Critiche dei soliti noti
In seguito all’iniziativa di Federcaccia Macerata di installare alcune casette nido per uccelli insettivori nelle scuole di Macerata non si sono fatte attendere le critiche delle solite associazioni animaliste e ambientaliste, che si considerano uniche autorizzate a parlare di ambiente in generale e con i bambini e ragazzi in particolare. In risposta agli articoli pubblicati sulle cronache locali è intervenuto il Presidente Provinciale Federcaccia di Macerata Nazzareno Galassi.
Educazione ambientale
Queste le sue parole: “Le critiche rivolte ai cacciatori dimostrano ancora una volta una visione ideologica, non un confronto sui fatti. Sostenere che un cacciatore non possa svolgere educazione ambientale significa ignorare che molti cacciatori seguono corsi obbligatori, conoscono fauna, habitat, normativa e gestione del territorio, collaborano con università, ISPRA, Enti pubblici e partecipano a censimenti, monitoraggi, ripristino di habitat e progetti di conservazione – ha affermato Galassi – L’educazione ambientale dovrebbe essere valutata per la qualità dei contenuti e dei risultati, non in base a un pregiudizio verso chi la svolge. Il mondo venatorio è dotato di tecnici formati e preparati, i quali fondano il proprio lavoro sui dati effettivi e concreti e non ideologici, a differenza di chi scrive il contrario; inoltre i Cacciatori dimostrano con i fatti l’attuazione della gestione di habitat e fauna sul territorio, con proprio impegno ed a proprie spese, un esempio lampante è dato dal mantenimento delle zone umide”.
Riforma della caccia
Galassi ha poi aggiunto: “Rimandiamo al mittente anche la critica rivolta alle caratteristiche delle cassette, ed invitiamo lo stesso ad appurare le caratteristiche stesse delle cassette installate negli istituti scolastici.

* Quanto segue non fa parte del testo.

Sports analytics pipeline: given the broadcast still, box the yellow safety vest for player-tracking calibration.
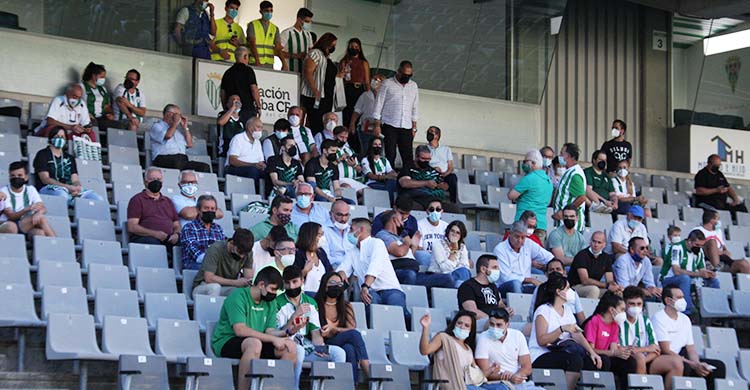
[250,19,278,65]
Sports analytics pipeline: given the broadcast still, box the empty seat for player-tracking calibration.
[155,318,204,363]
[102,316,154,357]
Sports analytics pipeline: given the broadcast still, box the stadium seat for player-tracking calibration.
[102,316,154,357]
[94,288,141,326]
[117,354,169,389]
[390,330,430,371]
[87,264,130,298]
[155,318,204,363]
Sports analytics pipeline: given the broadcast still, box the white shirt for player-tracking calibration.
[474,328,529,374]
[0,185,42,222]
[226,131,265,166]
[373,77,419,129]
[529,304,576,362]
[336,237,403,291]
[427,145,453,172]
[34,95,91,132]
[604,219,650,254]
[417,218,448,252]
[651,310,695,354]
[492,239,555,284]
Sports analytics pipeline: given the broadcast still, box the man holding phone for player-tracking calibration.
[275,265,346,383]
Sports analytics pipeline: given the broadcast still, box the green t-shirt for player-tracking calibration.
[211,287,276,356]
[513,169,553,230]
[583,167,615,200]
[193,241,253,288]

Quanto alla riforma della legge 157/92, il dibattito dovrebbe basarsi sulla lettura del testo e su argomentazioni tecniche e scientifiche, non su slogan o campagne ideologiche. È legittimo essere contrari, ma è altrettanto doveroso confrontarsi con il contenuto reale delle norme. La tutela della biodiversità si costruisce con dati, monitoraggi e gestione concreta del territorio, non con etichette o contrapposizioni”.